Le rapport a identifié la distribution terne des clés à usage unique comme l’un des deux problèmes empêchant l’application d’atteindre son potentiel. Le deuxième problème est qu’il n’y a pas assez de Canadiens qui ont téléchargé l’application.

Le rapport poursuit en disant que l’utilisation de l’application – qui, selon les responsables fédéraux, est compatible avec 98% des téléphones intelligents – est plus importante à ce stade de la pandémie qu’elle ne l’était au départ, car les provinces ont réagi si différemment à la crise.

Dans un premier temps, le rapport demandait à l’Alberta, à la Colombie-Britannique, au Nunavut et au Yukon – qui n’ont pas encore adopté l’application COVID Alert – de le faire.

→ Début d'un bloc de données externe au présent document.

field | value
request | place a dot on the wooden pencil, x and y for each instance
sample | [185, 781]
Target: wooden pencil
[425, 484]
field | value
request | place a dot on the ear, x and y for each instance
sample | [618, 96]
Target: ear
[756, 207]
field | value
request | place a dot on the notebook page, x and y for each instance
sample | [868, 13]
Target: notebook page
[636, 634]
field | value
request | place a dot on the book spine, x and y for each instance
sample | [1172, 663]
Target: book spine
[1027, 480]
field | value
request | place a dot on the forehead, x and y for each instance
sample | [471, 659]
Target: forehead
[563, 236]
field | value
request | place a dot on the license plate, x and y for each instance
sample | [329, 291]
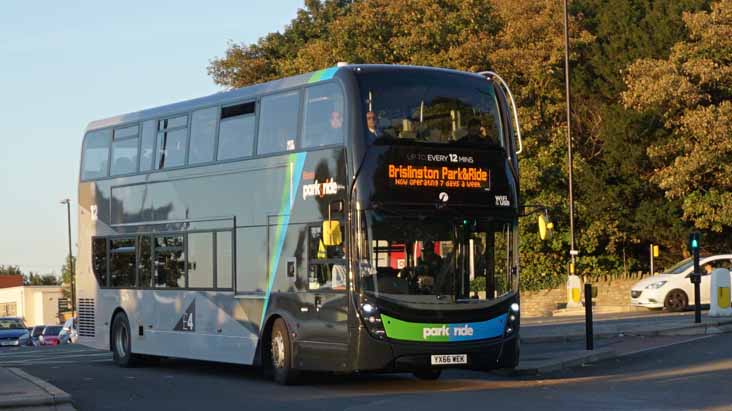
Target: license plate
[449, 359]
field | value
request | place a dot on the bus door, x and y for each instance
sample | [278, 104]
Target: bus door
[324, 343]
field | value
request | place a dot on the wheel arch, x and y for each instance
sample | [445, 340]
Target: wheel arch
[116, 312]
[262, 354]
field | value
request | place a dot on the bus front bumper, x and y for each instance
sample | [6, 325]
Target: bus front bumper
[390, 355]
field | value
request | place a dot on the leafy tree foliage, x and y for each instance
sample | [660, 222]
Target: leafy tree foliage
[10, 270]
[619, 202]
[692, 92]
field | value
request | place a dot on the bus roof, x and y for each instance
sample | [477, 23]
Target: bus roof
[236, 95]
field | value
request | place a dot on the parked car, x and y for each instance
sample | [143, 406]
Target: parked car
[69, 333]
[36, 333]
[673, 289]
[13, 332]
[50, 335]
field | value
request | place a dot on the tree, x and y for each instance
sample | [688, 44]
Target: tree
[692, 92]
[10, 270]
[618, 206]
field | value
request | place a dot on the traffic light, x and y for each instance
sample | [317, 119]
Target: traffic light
[695, 277]
[694, 241]
[694, 245]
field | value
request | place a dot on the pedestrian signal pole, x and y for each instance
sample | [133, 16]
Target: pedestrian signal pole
[696, 275]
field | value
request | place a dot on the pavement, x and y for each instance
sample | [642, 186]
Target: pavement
[548, 346]
[22, 391]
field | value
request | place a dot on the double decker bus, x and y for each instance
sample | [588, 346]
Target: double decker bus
[359, 218]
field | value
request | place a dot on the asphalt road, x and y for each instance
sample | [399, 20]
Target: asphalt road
[680, 377]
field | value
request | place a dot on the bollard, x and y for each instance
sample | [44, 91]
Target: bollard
[574, 292]
[589, 335]
[719, 305]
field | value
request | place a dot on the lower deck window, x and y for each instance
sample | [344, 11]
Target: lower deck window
[169, 262]
[122, 255]
[99, 260]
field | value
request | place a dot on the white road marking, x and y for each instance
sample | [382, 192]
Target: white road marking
[53, 356]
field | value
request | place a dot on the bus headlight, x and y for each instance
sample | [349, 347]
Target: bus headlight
[372, 320]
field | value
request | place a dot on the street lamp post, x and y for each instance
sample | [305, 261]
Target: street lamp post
[572, 252]
[71, 258]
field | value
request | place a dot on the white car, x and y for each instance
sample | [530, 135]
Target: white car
[673, 289]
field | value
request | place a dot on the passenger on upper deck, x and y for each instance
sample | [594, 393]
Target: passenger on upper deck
[371, 124]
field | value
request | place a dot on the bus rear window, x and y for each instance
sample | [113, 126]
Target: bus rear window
[94, 163]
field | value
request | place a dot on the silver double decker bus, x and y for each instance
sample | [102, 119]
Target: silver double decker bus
[359, 218]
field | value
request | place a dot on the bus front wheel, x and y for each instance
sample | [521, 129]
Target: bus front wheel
[281, 354]
[121, 345]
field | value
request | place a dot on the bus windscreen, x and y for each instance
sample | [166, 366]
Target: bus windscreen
[416, 106]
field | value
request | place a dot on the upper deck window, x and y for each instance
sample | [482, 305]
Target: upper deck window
[95, 161]
[278, 123]
[203, 133]
[147, 145]
[419, 106]
[236, 131]
[324, 116]
[172, 134]
[124, 150]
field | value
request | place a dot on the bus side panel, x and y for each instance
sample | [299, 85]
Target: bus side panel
[211, 326]
[94, 314]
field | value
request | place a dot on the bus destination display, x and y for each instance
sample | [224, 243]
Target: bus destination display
[408, 175]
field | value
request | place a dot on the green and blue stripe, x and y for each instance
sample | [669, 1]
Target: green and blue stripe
[296, 162]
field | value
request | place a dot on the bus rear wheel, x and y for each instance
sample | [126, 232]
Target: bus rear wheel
[428, 374]
[281, 354]
[121, 341]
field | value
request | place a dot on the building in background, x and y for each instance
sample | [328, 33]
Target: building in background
[36, 304]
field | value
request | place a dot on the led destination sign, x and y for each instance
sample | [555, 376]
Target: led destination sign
[448, 177]
[426, 175]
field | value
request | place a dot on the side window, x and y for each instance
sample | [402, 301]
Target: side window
[203, 133]
[324, 116]
[278, 123]
[251, 260]
[224, 267]
[169, 262]
[200, 260]
[326, 264]
[96, 154]
[144, 262]
[171, 142]
[124, 150]
[99, 260]
[236, 131]
[147, 145]
[122, 256]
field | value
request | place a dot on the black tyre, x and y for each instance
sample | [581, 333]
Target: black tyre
[281, 355]
[428, 374]
[121, 341]
[511, 355]
[676, 300]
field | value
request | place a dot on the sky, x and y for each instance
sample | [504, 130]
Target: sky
[64, 64]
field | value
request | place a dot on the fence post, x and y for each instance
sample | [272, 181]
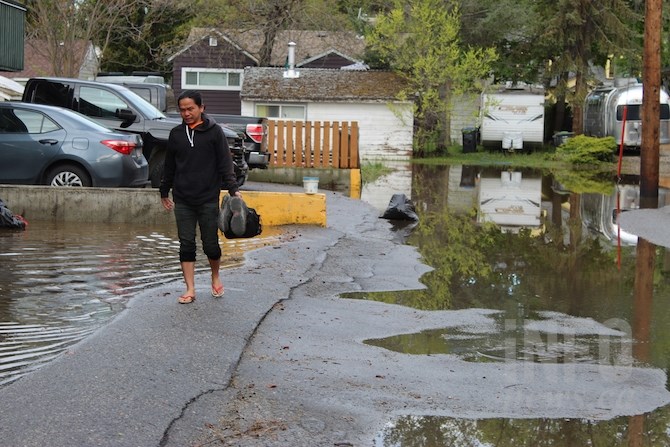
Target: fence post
[354, 156]
[335, 150]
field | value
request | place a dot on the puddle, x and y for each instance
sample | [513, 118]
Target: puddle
[60, 282]
[562, 276]
[433, 431]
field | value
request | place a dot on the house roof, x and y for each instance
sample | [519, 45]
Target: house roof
[269, 84]
[36, 59]
[327, 53]
[309, 44]
[198, 34]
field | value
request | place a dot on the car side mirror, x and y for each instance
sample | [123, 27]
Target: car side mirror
[126, 116]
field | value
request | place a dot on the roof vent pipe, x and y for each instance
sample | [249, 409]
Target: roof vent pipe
[290, 71]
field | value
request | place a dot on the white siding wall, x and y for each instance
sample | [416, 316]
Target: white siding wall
[515, 112]
[382, 134]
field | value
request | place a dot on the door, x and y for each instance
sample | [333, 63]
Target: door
[29, 140]
[101, 105]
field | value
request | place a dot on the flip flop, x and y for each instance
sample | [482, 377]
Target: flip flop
[186, 299]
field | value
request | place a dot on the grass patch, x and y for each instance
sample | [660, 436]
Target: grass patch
[543, 158]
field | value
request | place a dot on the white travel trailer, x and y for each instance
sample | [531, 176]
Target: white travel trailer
[513, 118]
[604, 114]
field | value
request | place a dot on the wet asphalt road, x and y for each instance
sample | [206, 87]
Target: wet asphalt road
[279, 360]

Simone Atungo, membre du conseil consultatif de l’application de notification d’exposition COVID-19 formé avant la sortie de l’application, a déclaré qu’elle avait qualifié le succès de COVID Alert de «juste». Elle a déclaré que la technologie n’avait peut-être pas été rendue accessible à certains travailleurs de première ligne et aux communautés durement touchées à plus grand risque de contracter le COVID-19.

«C’est l’une des principales leçons que nous apprenons du déploiement de cette application», a déclaré Atungo. «Lorsque nous serons en mesure de surmonter avec succès les barrières pour les personnes les plus vulnérables ou marginalisées, alors nous serons en mesure d’assurer l’adoption pour tous.